Они медленно продвигались к токовищу. Шины немного уменьшили боль, но она всё равно была невыносимой. Есимхан искусал губы и, взвывая, стонал. Чтобы хоть как-то отвлечь его, Антон продолжал говорить с ним.
– Я тоже бурильщик, с соседней буровой, зовут Антоном. Зябревым. Это моё угодье. В двух верстах и зимовье. Самое дальнее. За моим зимовьем – уже нехоженая тайга. Повезло вам с другом однако. Крепко повезло, при ваших-то делах… А всё отец мой – Анатолий Ефимович Зябрев! И тут добро людям сослужил. Не его бы годовщина, вряд ли я бы в эти дни приехал сюда.
– Он с вами?
– Да не выкай ты! Считай, товарищи… Отца уж пять лет как нет. Погиб тут, у речки, на песчанике…
– Прости… те… Привыкну… – и закашлялся.
– Дорогу к Владиславу помнишь?
– Да-да. От того кедра до места, где ты нашёл меня, рвал рубаху, привязывал ленты к веткам, насколько дотягивался. Найдёшь быстро.
Только сейчас заметив вокруг губ Есимхана запекшуюся кровь, Антон спросил:
– Что? Искусственное дыхание?
– Да-да… У него изо рта кровь бежит и бежит…
– Ладно. Видишь впереди кострище? Тут несколько метров осталось.
– Вижу. Так вот, подожди нас с Владиславом здесь или потихоньку ползи к костру. Я мигом.
– А, может… мне поползти к вам навстречу?
– Да ты что! Ну придумал! С твоей-то ногой?! Сам справлюсь. Ты не храбрись, у тебя ведь всё очень серьезно. Потом, видишь, мужик я – о-го-го! Бог силушкой не обидел.
Антон бегом помчался в указанном Есимханом направлении. «Надо спешить. Всякого зверья в округе полно. Почуют кровь – не побрезгуют».
Через полчаса увидел перед собой сидящего под кедром Ильина. Тот сиплым голосом звал Есимхана, стонал, его рвало сгустками запёкшейся крови.

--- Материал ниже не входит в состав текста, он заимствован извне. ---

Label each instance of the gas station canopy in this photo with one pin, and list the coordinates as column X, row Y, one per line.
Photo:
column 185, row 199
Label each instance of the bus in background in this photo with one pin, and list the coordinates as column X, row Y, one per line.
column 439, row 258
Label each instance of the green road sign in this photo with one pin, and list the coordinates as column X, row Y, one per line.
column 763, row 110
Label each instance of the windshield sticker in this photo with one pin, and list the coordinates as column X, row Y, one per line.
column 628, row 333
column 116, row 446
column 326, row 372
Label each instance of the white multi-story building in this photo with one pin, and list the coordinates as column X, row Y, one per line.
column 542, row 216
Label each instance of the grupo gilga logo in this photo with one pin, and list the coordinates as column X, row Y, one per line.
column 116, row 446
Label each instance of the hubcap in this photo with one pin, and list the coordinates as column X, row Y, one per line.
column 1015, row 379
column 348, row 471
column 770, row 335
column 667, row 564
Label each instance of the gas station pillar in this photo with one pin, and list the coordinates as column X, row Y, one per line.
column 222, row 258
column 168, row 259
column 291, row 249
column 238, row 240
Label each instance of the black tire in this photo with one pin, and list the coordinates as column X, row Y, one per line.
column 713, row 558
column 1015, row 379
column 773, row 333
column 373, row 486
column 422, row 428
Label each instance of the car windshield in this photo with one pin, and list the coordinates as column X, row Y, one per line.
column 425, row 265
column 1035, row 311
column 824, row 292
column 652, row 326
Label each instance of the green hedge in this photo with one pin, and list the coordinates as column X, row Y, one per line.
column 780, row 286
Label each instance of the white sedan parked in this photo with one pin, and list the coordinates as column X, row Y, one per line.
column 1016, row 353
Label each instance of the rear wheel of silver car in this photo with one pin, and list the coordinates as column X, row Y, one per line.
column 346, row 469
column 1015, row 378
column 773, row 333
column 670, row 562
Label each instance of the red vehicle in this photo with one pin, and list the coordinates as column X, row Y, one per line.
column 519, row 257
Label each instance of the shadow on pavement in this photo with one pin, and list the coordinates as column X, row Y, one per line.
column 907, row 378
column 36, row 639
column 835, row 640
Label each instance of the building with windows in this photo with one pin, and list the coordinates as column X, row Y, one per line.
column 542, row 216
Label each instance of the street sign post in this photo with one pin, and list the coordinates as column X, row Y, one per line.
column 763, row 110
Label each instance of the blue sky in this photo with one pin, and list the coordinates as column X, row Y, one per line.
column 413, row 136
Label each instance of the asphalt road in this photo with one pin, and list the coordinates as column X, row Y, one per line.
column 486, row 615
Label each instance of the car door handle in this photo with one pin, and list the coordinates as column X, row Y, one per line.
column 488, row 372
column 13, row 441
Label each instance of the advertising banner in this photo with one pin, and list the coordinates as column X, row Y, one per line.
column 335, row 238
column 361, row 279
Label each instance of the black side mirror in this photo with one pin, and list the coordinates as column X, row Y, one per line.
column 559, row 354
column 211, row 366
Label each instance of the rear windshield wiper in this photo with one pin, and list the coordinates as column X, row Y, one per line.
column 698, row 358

– Кто вы? – тихо спросил Владислав, увидев склонившегося над ним Антона. – Мы с другом – рабочие с нефтеразведки… Заблу-у…
И опять потерял сознание. Антон сломил огромную лапу с ближайшей пихты, уложил Владислава, перехватил его под мышками своим ремнем и потянул к костру. Постоянно оборачивался, но Ильин был в беспамятстве. Вот уже и кострище рядом.
Есимхан лежал, постанывая.
– Как Влад? – чуть слышно спросил он.
– Приходил в сознание. Даже сказал несколько слов.
– Вы быстро вернулись, а я только добрался. Последние метры кое-как дались. Руки обессилили… Нога… хоть криком кричи… Терпения не хватает…
Антон быстро разгрёб золу и достал глухаря. Освободил его от глиняного «тулупа» и глубоко проколол сухой веткой.
– Готов, красавец, готов. Давай, Есимхан, подкрепись.
– Неделю на подножном корму… можно ли… мясо? – от потери крови он заметно слабел, голос становился едва слышным.
– Чуть-чуть не повредит. В пакете возьмёшь хлеб, брусничную воду.
А сам быстро намочил чистую тряпку, приготовленную под глухаря, и приложил ко лбу Владислава.
– Думаю, сотрясение. У меня в детстве было такое, когда с отцом шишковали в этих местах. Так же тошнило. Ладно. Оставайтесь и ждите. Вот тебе, Есимхан, на всякий случай ружье. Стрелять-то приходилось?